[antlr-interest] CommonTree & Tree grammar versus DIY
parrt at cs.usfca.edu
Thu Aug 21 15:51:39 PDT 2008
On Aug 21, 2008, at 3:33 PM, Andy Tripp wrote:
>> Apparently you've never made a cycle in a tree before ;)
>> Recursive/self-similar data structures *ARE* more difficult to alter
>> properly than a List; by hand anyway.
> Hmm. I guess I just don't see it.
> A List of Person objects doesn't get much harder when the Person class
> has a "Person mom" field. Sure, you can accidentally create a cycle,
> you can also accidentally make the same mistake with a List (e.g.
> having a "next" pointer in a linked list point somewhere invalid, like
> to itself).
OnlyIf you have not found a library to implement List, right?
>> For lang X to X, morphing trees
>> is ok but altering language makes each new pass have to match a new
>> of tree.
> No, it doesn't. There is no "new kind of tree" -
well, it was assumed you knew I meant different structure. obviously,
I always make a single node class so all nodes are always of the same
> it stays a tree data structure
> always. It's the ANTLR treewalker implementation that makes it seem
> like there's
> "something new" going on.
Actually, you are trying to pretend that there is no new structure.

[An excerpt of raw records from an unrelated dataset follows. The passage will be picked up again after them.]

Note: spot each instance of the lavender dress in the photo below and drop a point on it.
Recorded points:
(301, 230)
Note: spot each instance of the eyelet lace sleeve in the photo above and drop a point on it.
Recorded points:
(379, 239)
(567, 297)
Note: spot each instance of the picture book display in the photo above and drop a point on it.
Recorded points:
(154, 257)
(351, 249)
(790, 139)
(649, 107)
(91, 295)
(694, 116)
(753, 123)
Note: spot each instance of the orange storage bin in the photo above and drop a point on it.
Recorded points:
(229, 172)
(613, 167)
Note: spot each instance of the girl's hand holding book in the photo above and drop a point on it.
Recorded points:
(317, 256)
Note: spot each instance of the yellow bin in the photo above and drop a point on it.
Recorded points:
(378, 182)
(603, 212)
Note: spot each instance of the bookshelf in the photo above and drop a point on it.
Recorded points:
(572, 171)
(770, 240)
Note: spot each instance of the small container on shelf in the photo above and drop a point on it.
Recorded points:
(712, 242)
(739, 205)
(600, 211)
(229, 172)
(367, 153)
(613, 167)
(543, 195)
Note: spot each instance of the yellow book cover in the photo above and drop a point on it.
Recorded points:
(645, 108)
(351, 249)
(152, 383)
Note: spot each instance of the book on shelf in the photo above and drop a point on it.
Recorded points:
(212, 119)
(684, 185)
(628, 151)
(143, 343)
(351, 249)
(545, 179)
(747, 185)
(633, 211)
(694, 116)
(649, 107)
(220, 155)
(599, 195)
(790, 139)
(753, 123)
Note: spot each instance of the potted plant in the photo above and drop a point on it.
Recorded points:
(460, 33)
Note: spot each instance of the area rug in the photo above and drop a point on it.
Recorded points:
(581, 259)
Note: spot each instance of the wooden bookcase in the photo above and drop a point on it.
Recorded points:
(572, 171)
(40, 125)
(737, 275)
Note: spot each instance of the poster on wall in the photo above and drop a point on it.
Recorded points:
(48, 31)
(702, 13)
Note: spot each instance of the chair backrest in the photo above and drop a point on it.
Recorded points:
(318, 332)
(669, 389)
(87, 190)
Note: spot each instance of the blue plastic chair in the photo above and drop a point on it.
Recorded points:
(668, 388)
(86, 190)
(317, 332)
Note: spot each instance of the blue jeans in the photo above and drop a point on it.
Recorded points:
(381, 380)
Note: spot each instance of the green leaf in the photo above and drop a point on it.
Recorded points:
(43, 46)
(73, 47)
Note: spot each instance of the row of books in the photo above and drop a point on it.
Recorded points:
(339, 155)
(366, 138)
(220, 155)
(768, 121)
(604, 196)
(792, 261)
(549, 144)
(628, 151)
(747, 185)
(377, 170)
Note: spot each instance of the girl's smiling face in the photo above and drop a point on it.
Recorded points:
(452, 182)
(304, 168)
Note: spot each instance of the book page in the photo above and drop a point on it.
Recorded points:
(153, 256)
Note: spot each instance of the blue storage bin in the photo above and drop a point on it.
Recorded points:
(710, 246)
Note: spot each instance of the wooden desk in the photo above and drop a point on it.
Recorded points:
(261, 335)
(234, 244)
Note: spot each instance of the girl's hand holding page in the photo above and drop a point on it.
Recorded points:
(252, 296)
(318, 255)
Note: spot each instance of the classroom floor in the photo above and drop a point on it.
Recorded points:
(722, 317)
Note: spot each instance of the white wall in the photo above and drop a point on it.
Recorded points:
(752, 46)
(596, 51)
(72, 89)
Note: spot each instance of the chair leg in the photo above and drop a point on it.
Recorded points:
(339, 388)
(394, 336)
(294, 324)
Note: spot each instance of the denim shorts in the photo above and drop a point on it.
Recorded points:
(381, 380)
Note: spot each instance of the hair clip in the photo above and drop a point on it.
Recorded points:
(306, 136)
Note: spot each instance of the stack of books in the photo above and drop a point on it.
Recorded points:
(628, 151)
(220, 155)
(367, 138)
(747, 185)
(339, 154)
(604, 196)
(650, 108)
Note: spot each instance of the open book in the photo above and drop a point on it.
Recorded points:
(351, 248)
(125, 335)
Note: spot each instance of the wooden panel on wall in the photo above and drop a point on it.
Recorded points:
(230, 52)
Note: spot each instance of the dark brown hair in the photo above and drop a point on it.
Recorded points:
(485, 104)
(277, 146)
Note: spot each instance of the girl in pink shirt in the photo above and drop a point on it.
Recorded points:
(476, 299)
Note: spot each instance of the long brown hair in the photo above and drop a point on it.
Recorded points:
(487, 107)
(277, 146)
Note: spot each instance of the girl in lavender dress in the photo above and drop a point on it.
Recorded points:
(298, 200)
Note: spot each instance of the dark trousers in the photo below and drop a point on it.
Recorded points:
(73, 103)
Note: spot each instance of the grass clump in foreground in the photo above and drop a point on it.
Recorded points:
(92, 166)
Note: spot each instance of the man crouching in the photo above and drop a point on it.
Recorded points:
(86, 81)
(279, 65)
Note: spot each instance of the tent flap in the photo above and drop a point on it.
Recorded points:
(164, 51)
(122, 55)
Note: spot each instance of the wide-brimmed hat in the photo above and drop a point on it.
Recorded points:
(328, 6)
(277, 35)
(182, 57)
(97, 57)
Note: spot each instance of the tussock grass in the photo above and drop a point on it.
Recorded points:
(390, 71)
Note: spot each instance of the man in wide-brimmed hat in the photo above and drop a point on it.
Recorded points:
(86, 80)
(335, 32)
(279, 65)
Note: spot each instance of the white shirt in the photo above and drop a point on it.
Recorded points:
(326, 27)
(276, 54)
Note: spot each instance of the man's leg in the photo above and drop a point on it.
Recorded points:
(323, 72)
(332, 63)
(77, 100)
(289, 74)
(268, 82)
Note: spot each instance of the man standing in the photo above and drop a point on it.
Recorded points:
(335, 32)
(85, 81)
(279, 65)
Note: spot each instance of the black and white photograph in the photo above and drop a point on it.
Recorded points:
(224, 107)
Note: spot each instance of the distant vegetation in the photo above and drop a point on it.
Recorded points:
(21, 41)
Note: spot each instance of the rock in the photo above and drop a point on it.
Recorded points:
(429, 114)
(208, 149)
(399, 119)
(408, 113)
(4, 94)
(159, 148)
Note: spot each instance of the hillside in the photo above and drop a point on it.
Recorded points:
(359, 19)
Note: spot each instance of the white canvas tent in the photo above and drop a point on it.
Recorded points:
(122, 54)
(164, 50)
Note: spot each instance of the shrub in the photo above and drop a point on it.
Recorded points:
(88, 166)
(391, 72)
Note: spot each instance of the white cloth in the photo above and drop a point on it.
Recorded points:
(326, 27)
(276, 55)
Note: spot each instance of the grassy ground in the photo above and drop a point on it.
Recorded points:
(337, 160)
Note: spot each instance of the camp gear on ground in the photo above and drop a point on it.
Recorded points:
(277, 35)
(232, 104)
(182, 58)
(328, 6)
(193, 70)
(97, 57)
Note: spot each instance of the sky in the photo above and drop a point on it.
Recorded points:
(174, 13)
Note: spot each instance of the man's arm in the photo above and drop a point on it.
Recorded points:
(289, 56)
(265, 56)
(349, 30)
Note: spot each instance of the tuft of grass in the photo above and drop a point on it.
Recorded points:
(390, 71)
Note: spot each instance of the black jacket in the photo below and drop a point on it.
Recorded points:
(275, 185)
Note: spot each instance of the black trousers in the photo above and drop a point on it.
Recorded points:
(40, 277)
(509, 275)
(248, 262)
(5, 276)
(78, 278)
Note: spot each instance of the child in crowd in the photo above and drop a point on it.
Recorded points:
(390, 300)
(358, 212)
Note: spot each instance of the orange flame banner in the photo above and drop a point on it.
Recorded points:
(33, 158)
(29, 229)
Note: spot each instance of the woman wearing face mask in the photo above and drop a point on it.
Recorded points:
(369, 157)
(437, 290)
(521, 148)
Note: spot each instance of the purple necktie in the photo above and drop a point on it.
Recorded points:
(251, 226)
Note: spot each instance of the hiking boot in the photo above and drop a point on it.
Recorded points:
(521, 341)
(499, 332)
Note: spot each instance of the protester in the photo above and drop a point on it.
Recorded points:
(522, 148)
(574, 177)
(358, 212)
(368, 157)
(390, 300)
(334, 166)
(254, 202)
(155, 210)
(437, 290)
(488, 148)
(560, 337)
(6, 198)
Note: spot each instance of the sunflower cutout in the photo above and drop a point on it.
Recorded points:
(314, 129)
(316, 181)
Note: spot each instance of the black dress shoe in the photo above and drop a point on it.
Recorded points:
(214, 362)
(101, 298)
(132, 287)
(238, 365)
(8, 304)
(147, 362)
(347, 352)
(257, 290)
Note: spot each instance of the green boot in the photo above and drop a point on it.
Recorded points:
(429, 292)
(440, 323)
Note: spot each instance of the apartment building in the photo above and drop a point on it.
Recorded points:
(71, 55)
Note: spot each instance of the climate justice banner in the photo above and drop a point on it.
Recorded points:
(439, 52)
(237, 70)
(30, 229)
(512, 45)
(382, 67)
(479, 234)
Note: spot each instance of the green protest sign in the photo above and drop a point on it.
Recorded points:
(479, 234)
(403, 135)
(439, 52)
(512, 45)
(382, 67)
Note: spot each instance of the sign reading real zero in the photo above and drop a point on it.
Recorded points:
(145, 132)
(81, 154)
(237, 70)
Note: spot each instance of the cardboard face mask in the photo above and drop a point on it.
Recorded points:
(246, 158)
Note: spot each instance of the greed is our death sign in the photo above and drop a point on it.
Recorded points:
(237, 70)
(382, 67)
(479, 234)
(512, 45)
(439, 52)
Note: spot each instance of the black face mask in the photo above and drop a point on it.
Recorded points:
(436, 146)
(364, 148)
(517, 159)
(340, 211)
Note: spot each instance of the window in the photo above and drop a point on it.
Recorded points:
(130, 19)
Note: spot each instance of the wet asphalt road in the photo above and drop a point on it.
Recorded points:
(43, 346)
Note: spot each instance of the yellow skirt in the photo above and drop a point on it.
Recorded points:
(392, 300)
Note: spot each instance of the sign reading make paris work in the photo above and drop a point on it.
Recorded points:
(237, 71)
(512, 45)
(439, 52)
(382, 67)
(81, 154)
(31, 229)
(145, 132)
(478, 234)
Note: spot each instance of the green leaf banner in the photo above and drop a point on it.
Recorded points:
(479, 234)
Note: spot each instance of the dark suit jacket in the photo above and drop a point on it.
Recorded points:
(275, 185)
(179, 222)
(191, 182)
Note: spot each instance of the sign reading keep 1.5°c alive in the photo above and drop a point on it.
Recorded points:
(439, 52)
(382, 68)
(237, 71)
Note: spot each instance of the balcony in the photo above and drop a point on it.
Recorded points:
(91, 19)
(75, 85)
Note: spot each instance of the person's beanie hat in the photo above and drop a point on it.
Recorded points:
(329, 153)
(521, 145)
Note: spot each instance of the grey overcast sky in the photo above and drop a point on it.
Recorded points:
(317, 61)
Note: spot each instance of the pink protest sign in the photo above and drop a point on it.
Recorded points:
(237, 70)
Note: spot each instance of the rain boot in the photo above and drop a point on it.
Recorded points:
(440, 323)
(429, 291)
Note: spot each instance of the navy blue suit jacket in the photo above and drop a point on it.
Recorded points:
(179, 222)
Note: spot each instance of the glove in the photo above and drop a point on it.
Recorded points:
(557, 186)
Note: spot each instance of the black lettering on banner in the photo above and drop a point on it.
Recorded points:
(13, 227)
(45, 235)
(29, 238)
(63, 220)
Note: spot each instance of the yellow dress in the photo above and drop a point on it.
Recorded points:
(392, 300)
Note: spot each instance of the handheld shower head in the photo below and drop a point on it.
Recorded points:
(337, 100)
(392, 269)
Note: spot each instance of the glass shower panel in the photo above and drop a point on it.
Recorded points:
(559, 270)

But, as you have pointed out to me many times you have to do all sorts
of weird matching to try the test for the new possibilities. This is a
new structure. Yes, you are parsing the same kind of raw elements, but
the structure is different. Structure imparts meaning. If this were
not true, we would not parse at all. We would simply do "while more
tokens, consume". That is not recognition or it without recognition
you can do nothing. If you change the language, you must change the
code that does the recognition. I believe you simply didn't get my
> The "shape" of the tree is changing, just as any
> other data structure's "shape" changes over time.
Oh, so you did make that assumption. strange.
> It's the ANTLR treewalker
> forcing you to provide a "snapshot" of that evolving shape that's
> it seem like the tree is somehow now of "a new kind of tree".
Yes. How could it be otherwise, if you are walking the entire tree? If
you choose to parse only those parts of the tree that have not
changed, then you don't have to change your recognition rules or
rewrite rules in your case. In your case, you have to make many many
passes over the input so you probably just ignore what has been
rewritten if it is written to a new language. If you need to parse
things that have been transformed from one language to the other, how
do you propose to recognize them without rules to handle the new
constructs? Andy, I respect the work you have done immensely in
rewriting, but I just never understand your perspective on tree walking.